The Insulating Nature of Na2IrO3: Mott-type or Slater-type?

TL;DR

This study investigates whether Na2IrO3 is a Mott or Slater insulator by analyzing its temperature-dependent electronic structure using DFT+DMFT, revealing it exhibits characteristics of a Mott insulator with notable non-local correlations.

Contribution

The paper demonstrates that Na2IrO3 is primarily a Mott insulator but also involves significant non-local correlation effects, providing a nuanced understanding of its insulating mechanism.

Findings

Na2IrO3 remains insulating above T_N, indicating Mott-type behavior.

Photoemission spectra align with DFT+DMFT predictions for the insulating state.
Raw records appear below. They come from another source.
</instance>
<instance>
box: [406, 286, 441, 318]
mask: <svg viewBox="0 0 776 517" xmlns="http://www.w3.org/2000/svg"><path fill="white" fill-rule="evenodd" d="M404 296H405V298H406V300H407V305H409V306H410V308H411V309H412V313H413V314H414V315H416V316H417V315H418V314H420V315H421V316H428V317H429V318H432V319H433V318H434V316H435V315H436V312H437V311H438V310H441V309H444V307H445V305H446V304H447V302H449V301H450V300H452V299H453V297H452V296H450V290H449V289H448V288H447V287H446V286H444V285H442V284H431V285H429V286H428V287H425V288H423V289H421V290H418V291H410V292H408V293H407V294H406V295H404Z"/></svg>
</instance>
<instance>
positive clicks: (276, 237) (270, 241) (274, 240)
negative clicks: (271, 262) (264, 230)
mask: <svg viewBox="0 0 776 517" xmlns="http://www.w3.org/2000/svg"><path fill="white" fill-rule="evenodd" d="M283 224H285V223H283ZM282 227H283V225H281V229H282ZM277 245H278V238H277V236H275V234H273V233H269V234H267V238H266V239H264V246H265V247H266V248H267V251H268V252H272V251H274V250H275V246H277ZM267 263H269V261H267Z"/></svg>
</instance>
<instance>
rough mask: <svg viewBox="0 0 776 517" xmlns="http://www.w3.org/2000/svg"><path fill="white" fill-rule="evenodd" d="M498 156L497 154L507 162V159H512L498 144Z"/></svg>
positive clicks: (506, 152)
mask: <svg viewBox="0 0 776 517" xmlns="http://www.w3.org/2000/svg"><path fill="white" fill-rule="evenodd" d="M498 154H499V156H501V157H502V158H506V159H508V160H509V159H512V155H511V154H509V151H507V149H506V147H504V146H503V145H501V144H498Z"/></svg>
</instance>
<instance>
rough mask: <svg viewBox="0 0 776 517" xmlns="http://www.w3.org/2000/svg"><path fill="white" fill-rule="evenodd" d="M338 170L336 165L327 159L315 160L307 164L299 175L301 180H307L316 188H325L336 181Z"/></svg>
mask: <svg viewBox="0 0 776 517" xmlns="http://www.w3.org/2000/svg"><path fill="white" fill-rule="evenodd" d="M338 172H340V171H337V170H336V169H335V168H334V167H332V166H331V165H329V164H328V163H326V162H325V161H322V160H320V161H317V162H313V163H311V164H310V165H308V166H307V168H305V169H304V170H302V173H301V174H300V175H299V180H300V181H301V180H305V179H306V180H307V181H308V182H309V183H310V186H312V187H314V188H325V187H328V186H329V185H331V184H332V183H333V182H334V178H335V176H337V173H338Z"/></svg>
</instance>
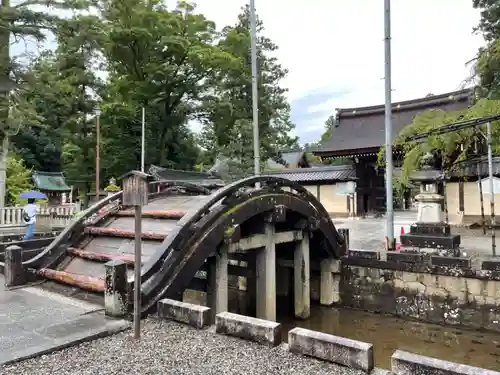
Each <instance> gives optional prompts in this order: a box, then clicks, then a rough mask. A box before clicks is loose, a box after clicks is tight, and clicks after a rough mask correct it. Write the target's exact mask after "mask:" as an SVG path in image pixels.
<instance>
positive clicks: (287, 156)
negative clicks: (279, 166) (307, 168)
mask: <svg viewBox="0 0 500 375" xmlns="http://www.w3.org/2000/svg"><path fill="white" fill-rule="evenodd" d="M302 157H305V152H304V151H289V152H282V153H281V159H283V161H284V162H285V163H286V165H287V166H290V165H297V163H298V162H299V161H300V159H301V158H302ZM306 163H307V158H306Z"/></svg>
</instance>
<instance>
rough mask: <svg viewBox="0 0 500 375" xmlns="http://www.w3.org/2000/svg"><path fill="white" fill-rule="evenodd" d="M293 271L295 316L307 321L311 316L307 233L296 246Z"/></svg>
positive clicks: (294, 252) (310, 274)
mask: <svg viewBox="0 0 500 375" xmlns="http://www.w3.org/2000/svg"><path fill="white" fill-rule="evenodd" d="M293 271H294V277H293V280H294V299H295V316H296V317H297V318H300V319H307V318H309V316H310V315H311V286H310V280H311V265H310V258H309V233H307V232H304V233H303V237H302V240H301V241H298V242H296V244H295V252H294V258H293Z"/></svg>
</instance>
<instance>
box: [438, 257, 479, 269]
mask: <svg viewBox="0 0 500 375" xmlns="http://www.w3.org/2000/svg"><path fill="white" fill-rule="evenodd" d="M431 265H433V266H440V267H448V268H470V267H471V258H470V257H443V256H438V255H433V256H431Z"/></svg>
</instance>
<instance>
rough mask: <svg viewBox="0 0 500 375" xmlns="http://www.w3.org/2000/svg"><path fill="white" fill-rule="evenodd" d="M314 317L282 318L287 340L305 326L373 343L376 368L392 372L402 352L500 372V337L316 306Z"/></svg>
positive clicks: (345, 310) (364, 313)
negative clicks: (287, 339) (393, 366)
mask: <svg viewBox="0 0 500 375" xmlns="http://www.w3.org/2000/svg"><path fill="white" fill-rule="evenodd" d="M311 313H312V315H311V318H310V319H308V320H297V319H293V318H291V317H290V315H281V316H279V317H278V320H279V321H280V322H281V323H282V324H283V328H284V329H283V332H284V333H283V336H284V337H283V339H284V340H287V339H288V337H287V333H288V331H289V330H290V329H292V328H294V327H302V328H307V329H312V330H315V331H321V332H325V333H330V334H334V335H336V336H342V337H346V338H350V339H353V340H359V341H364V342H368V343H372V344H373V351H374V356H375V366H377V367H381V368H385V369H390V366H391V356H392V354H393V353H394V352H395V351H396V350H398V349H400V350H405V351H408V352H411V353H415V354H421V355H425V356H429V357H435V358H440V359H444V360H447V361H452V362H458V363H463V364H467V365H471V366H477V367H483V368H488V369H491V370H499V369H500V334H498V333H490V332H486V333H485V332H477V331H472V330H465V329H461V328H458V327H444V326H439V325H434V324H425V323H419V322H412V321H407V320H403V319H399V318H395V317H391V316H385V315H379V314H371V313H367V312H363V311H356V310H350V309H334V308H329V307H321V306H314V307H313V308H312V309H311Z"/></svg>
Non-local correlations are important in describing Na2IrO3's electronic properties.

Abstract

We have investigated temperature-dependent electronic structures of Na2IrO3 to unravel its insulating nature. Employing the combined scheme of the density-functional theory (DFT) and the dynamical mean-field theory (DMFT), we have shown that the insulating state persists even above the Neel temperature (T_{N}), which reveals that Na2IrO3 is classified into a Mott-type insulator. The measured photoemission spectrum in the paramagnetic (PM) state is well described by the electronic structure obtained from the DFT+DMFT for the insulating state above T_{N}. The analysis of optical conductivity, however, suggests that the non-local correlation effect is also important in Na2IrO3. Therefore, Na2IrO3 is not to be a standard Mott insulator in that the extended nature and the non-local correlation effect of Ir 5d electrons are important as well in describing its electronic and magnetic properties.